All companies selling consumer products in and into California obviously have a substantial interest in what ultimately is contained on each of these important “lists.” It is important to note that this listing process is not envisioned to be an exclusively government exercise, as the regulations also provide for a petition process for any person to add chemicals and products to the lists. After they are all developed, the duty to comply with the alternative analysis reporting and documentation for the responsible entity for that priority product will commence.

What Are the Consequences for Non-Compliance?

DTSC views its authority under the green chemistry laws as allowing it to seek civil and criminal fines and penalties against a responsible manufacturer, as well as possible bans on the sale of its products, if DTSC determines that the data submissions or alternatives analysis are inadequate. The laws authorize the broadest array of regulatory responses and enforcement options of any law governing chemicals and consumer products in the world. DTSC views its authority as including the power to:  

  • seek the imposition of fines of up to $25,000 per day per violation for failures to comply with the regulations (Cal. Health and Safety Code Sections 25188, 25189) and criminal misdemeanor violations for false statements in data and documents (Cal. Health and Safety Code Sections 25190, 25191);
  • impose bans on the sale of products;
  • require the use of specific safer substitute ingredients in products;
  • require the funding of research and development of safer substitutes where a product contains an ingredient with toxic attributes for which the alternatives analysis has concluded that no safer substitute exists;
  • require extended producer responsibility or take-back requirements on the product manufacturer at the end of the product’s useful life to the consumer; or
  • impose “any other outcome the department determines accomplishes the requirements of this article.”

Of note, regarding this last enforcement option—the broad “any other outcome” option—the proposed regulations provide that DTSC may, under certain conditions, impose a recall of products found to contain what the DTSC regards as toxic ingredients.

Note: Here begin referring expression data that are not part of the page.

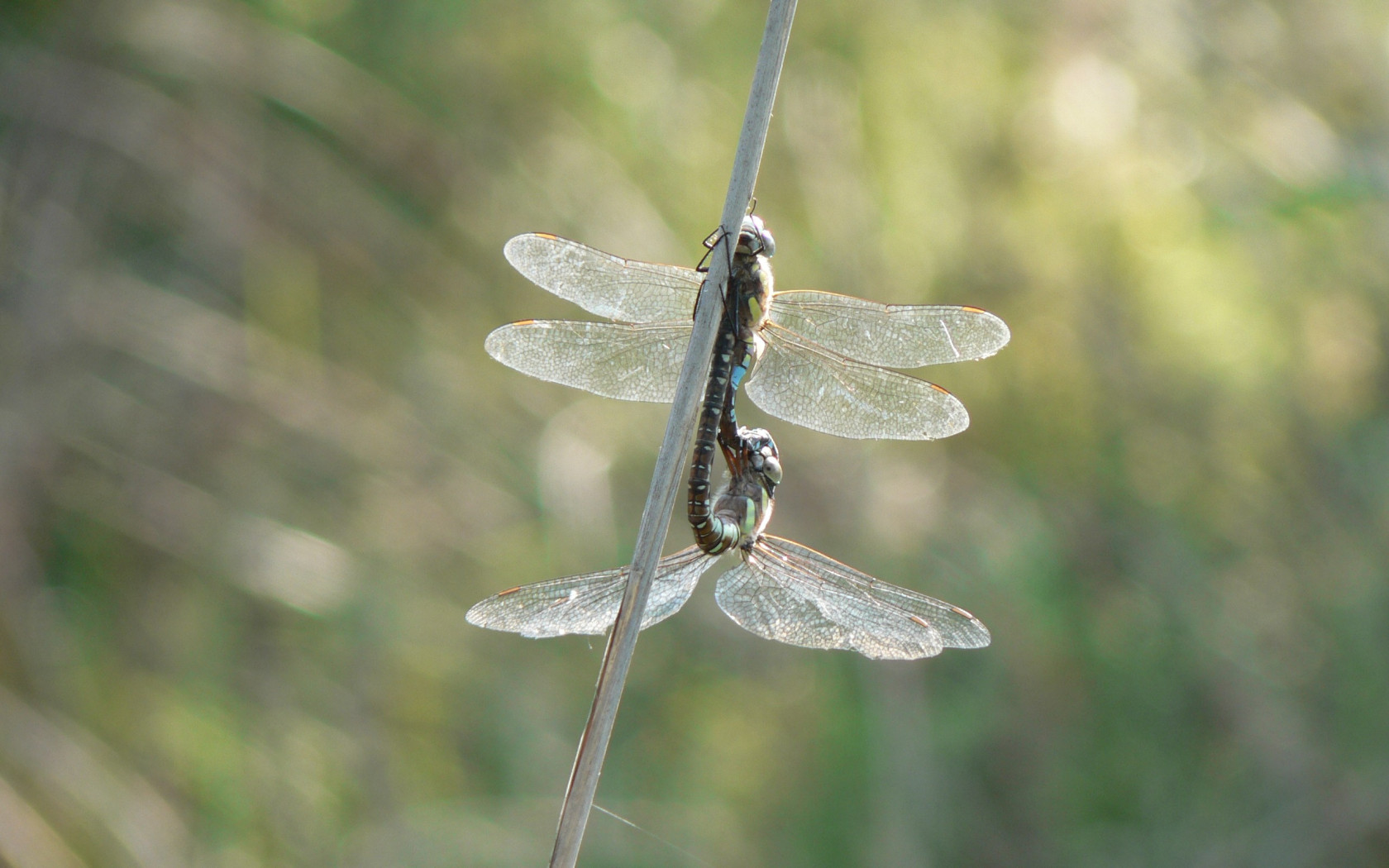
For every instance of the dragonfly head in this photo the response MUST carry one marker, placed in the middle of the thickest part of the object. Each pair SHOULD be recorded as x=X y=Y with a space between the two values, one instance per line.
x=755 y=238
x=760 y=451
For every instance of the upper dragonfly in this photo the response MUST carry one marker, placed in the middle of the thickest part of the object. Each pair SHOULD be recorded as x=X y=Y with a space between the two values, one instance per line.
x=780 y=590
x=820 y=360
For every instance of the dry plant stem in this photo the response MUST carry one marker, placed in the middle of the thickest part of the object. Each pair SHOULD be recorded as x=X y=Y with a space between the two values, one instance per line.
x=680 y=428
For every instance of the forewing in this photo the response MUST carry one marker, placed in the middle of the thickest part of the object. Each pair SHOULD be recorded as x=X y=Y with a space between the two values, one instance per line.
x=603 y=284
x=631 y=363
x=892 y=335
x=786 y=592
x=588 y=603
x=824 y=390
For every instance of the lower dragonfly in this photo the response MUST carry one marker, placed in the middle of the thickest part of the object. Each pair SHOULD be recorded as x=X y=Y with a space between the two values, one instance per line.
x=781 y=590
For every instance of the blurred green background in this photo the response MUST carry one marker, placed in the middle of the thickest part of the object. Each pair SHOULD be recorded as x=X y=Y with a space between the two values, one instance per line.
x=255 y=464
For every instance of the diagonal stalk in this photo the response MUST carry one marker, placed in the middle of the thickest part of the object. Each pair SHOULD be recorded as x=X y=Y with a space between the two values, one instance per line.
x=660 y=500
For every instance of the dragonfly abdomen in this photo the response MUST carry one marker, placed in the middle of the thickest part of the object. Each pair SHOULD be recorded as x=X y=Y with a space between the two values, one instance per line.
x=713 y=533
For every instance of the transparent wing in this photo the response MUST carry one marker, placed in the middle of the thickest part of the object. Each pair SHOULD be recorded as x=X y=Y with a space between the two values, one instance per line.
x=631 y=363
x=807 y=385
x=892 y=335
x=588 y=603
x=786 y=592
x=603 y=284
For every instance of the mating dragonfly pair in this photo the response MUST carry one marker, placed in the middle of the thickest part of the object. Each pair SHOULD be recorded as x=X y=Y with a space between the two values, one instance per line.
x=814 y=359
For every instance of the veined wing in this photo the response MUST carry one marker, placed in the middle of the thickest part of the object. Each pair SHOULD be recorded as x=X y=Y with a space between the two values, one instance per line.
x=786 y=592
x=631 y=363
x=588 y=603
x=603 y=284
x=823 y=390
x=892 y=335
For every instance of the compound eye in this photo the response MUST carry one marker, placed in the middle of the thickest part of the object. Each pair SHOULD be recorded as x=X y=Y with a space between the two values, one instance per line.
x=771 y=469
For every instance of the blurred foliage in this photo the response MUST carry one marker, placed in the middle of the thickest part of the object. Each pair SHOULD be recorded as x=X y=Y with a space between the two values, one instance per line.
x=255 y=464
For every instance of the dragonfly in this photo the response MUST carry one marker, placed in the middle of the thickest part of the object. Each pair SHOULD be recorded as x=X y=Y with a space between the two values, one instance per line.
x=819 y=360
x=778 y=590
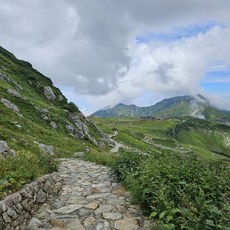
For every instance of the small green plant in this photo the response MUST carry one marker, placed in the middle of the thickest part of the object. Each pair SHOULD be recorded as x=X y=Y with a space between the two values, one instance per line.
x=180 y=191
x=23 y=168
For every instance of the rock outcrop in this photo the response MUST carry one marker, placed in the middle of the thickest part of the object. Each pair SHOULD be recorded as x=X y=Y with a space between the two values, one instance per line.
x=49 y=94
x=11 y=106
x=16 y=209
x=89 y=199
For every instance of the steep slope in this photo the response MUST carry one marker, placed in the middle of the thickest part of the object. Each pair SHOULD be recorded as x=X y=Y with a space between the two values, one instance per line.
x=37 y=122
x=195 y=106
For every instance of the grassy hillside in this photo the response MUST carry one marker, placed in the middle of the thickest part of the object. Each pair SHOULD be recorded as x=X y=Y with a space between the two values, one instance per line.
x=194 y=106
x=178 y=170
x=37 y=127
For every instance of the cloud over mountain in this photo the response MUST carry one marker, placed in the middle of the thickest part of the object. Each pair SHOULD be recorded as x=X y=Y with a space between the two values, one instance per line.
x=108 y=51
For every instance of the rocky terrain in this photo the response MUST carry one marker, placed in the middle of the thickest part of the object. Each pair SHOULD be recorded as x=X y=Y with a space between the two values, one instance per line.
x=194 y=106
x=90 y=198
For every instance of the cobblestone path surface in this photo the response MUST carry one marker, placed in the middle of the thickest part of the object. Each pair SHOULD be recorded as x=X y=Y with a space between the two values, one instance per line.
x=90 y=199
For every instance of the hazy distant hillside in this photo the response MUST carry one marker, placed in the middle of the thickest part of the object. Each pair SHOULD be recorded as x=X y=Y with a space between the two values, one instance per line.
x=195 y=106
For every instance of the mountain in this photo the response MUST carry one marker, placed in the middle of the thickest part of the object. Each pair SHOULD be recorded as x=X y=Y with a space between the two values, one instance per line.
x=37 y=124
x=195 y=106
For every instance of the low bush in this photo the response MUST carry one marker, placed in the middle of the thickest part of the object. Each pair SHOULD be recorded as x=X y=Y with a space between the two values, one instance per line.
x=23 y=168
x=178 y=191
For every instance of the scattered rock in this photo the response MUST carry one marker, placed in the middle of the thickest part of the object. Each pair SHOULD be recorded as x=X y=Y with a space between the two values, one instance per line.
x=41 y=196
x=47 y=149
x=49 y=94
x=44 y=117
x=57 y=223
x=34 y=224
x=104 y=208
x=74 y=224
x=14 y=93
x=44 y=110
x=90 y=199
x=4 y=147
x=68 y=209
x=127 y=224
x=93 y=205
x=10 y=105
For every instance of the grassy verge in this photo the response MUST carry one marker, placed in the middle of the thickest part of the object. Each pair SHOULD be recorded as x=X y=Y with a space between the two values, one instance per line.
x=22 y=169
x=178 y=191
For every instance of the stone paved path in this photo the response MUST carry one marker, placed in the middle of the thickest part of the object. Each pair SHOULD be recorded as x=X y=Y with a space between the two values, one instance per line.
x=90 y=199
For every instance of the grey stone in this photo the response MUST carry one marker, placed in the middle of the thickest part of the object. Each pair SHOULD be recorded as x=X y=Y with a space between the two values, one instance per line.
x=104 y=208
x=1 y=222
x=74 y=224
x=14 y=93
x=4 y=147
x=26 y=205
x=12 y=213
x=47 y=149
x=49 y=94
x=10 y=105
x=89 y=221
x=68 y=209
x=79 y=154
x=41 y=196
x=34 y=224
x=112 y=216
x=6 y=218
x=83 y=212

The standards for how DTSC will determine whether a violation of its data submission or analysis requirements have occurred are vague, unclear, based on subjective determinations (e.g., “as DTSC deems appropriate”) and/or non-existent. Hence, navigating the DTSC’s regulations will be treacherous territory for anyone having a duty to comply.

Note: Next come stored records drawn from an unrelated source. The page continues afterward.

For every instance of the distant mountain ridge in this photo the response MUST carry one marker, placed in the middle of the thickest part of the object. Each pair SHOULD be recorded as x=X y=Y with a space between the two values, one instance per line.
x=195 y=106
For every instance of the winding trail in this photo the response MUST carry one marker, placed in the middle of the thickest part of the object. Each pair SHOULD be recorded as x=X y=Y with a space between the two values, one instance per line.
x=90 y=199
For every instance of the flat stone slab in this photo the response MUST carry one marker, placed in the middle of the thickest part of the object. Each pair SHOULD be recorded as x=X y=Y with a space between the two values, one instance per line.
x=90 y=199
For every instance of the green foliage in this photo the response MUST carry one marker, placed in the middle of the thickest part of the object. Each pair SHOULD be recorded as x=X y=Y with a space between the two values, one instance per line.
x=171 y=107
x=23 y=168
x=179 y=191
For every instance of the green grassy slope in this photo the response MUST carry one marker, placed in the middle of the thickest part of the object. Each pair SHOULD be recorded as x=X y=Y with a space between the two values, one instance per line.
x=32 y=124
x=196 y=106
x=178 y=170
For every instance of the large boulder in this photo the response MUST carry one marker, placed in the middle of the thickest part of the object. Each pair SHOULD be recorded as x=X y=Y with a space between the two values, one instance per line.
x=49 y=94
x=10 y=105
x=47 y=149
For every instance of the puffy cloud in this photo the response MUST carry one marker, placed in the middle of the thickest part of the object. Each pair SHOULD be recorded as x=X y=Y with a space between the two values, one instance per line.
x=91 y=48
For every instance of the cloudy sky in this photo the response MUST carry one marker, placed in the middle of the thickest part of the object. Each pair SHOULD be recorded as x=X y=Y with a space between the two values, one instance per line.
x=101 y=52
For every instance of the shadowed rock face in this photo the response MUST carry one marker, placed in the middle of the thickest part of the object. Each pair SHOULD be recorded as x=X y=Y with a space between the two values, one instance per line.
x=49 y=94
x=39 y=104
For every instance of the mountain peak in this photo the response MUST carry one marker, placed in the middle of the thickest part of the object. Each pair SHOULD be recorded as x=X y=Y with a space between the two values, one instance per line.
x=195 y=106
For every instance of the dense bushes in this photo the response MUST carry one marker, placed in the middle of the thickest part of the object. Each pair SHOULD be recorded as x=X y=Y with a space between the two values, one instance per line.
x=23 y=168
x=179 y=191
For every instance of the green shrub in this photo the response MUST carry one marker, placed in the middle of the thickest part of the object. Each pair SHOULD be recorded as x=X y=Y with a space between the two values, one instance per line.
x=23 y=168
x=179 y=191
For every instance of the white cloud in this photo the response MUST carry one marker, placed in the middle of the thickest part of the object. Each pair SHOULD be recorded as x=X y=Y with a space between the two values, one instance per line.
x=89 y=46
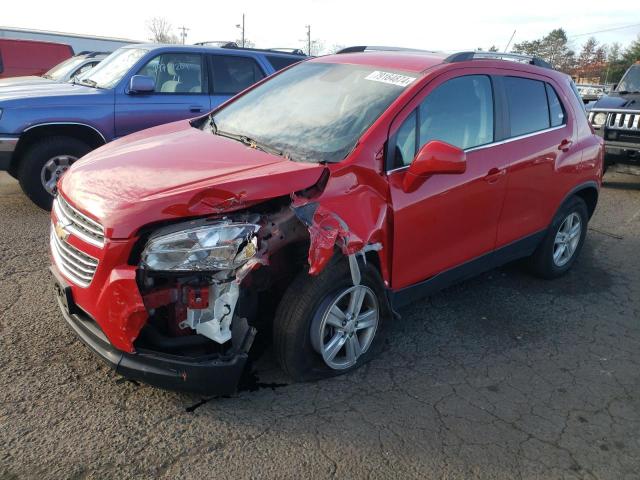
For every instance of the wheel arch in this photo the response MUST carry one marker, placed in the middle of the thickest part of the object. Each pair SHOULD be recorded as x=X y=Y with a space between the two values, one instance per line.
x=589 y=193
x=81 y=131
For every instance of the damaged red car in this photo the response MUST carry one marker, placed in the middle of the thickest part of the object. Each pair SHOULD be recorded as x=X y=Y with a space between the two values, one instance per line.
x=313 y=205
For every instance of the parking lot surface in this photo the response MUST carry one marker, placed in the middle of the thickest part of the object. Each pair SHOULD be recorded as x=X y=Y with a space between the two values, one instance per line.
x=504 y=376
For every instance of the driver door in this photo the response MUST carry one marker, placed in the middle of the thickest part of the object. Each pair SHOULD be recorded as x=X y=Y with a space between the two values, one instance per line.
x=449 y=219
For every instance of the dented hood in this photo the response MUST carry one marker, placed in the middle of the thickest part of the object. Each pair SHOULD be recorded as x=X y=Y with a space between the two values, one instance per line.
x=176 y=171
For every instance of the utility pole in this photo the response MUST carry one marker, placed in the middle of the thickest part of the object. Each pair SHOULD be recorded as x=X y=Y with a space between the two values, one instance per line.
x=241 y=26
x=183 y=33
x=506 y=49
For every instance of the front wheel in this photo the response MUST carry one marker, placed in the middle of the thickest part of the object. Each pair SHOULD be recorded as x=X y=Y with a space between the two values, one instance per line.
x=563 y=240
x=42 y=165
x=325 y=325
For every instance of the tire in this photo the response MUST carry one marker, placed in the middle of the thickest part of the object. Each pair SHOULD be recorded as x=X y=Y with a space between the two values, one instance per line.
x=303 y=308
x=57 y=153
x=546 y=261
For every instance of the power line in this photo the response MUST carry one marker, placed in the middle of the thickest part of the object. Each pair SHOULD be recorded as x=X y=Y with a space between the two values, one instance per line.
x=183 y=34
x=605 y=30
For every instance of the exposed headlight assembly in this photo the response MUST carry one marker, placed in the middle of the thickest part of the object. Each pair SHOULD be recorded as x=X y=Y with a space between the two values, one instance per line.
x=219 y=246
x=599 y=119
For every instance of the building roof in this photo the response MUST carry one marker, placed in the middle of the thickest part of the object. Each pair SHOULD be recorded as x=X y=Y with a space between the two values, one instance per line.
x=65 y=34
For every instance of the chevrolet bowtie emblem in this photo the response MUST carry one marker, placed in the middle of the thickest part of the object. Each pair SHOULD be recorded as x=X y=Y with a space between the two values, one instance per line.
x=61 y=232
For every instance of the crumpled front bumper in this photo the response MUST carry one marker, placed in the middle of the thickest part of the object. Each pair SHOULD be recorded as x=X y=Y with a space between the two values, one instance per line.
x=207 y=375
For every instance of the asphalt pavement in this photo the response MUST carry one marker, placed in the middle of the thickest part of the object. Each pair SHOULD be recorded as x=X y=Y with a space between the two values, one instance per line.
x=504 y=376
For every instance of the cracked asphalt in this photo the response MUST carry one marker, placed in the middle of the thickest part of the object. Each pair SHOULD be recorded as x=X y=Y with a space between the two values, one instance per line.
x=504 y=376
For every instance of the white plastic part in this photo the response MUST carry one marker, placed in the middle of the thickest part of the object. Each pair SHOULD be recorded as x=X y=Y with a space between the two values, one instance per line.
x=214 y=322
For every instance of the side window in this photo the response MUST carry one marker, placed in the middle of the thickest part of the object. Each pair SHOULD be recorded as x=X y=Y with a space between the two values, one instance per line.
x=232 y=74
x=84 y=68
x=177 y=73
x=406 y=142
x=459 y=112
x=556 y=112
x=528 y=109
x=278 y=63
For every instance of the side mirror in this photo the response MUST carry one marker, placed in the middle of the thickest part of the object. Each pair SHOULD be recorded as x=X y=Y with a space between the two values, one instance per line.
x=141 y=84
x=434 y=157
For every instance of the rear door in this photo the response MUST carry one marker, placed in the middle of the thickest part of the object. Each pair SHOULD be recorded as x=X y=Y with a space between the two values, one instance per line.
x=541 y=158
x=230 y=74
x=181 y=91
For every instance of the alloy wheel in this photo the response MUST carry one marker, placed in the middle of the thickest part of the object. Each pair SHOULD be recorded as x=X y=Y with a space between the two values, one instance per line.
x=53 y=170
x=344 y=330
x=567 y=239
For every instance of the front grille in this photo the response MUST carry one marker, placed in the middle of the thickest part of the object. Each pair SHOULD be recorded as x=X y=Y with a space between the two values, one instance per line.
x=619 y=120
x=78 y=223
x=623 y=121
x=77 y=266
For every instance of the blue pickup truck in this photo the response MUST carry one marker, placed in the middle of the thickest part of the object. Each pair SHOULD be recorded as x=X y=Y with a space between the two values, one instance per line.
x=45 y=128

As evidence of the skepticism DTSC is already showing in the veracity of the data and analysis it expects to receive from product manufacturers, the regulations require the following certification from an officer of the responsible entity to be included with all data, documents and analysis submitted under the regulations:

I certify under penalty of perjury that this document and all attachments were prepared or compiled under my direction or supervision to assure that qualified personnel properly gather and evaluate the information submitted. Based on my inquiry of the person or persons directly responsible for gathering the information, the information submitted is, to be the best of my knowledge and belief, true, accurate, and complete. I also certify that in carrying out the duties above, life cycle thinking and green chemistry principles were considered. I am aware that submitting false information or statements is punishable under all applicable provisions of law.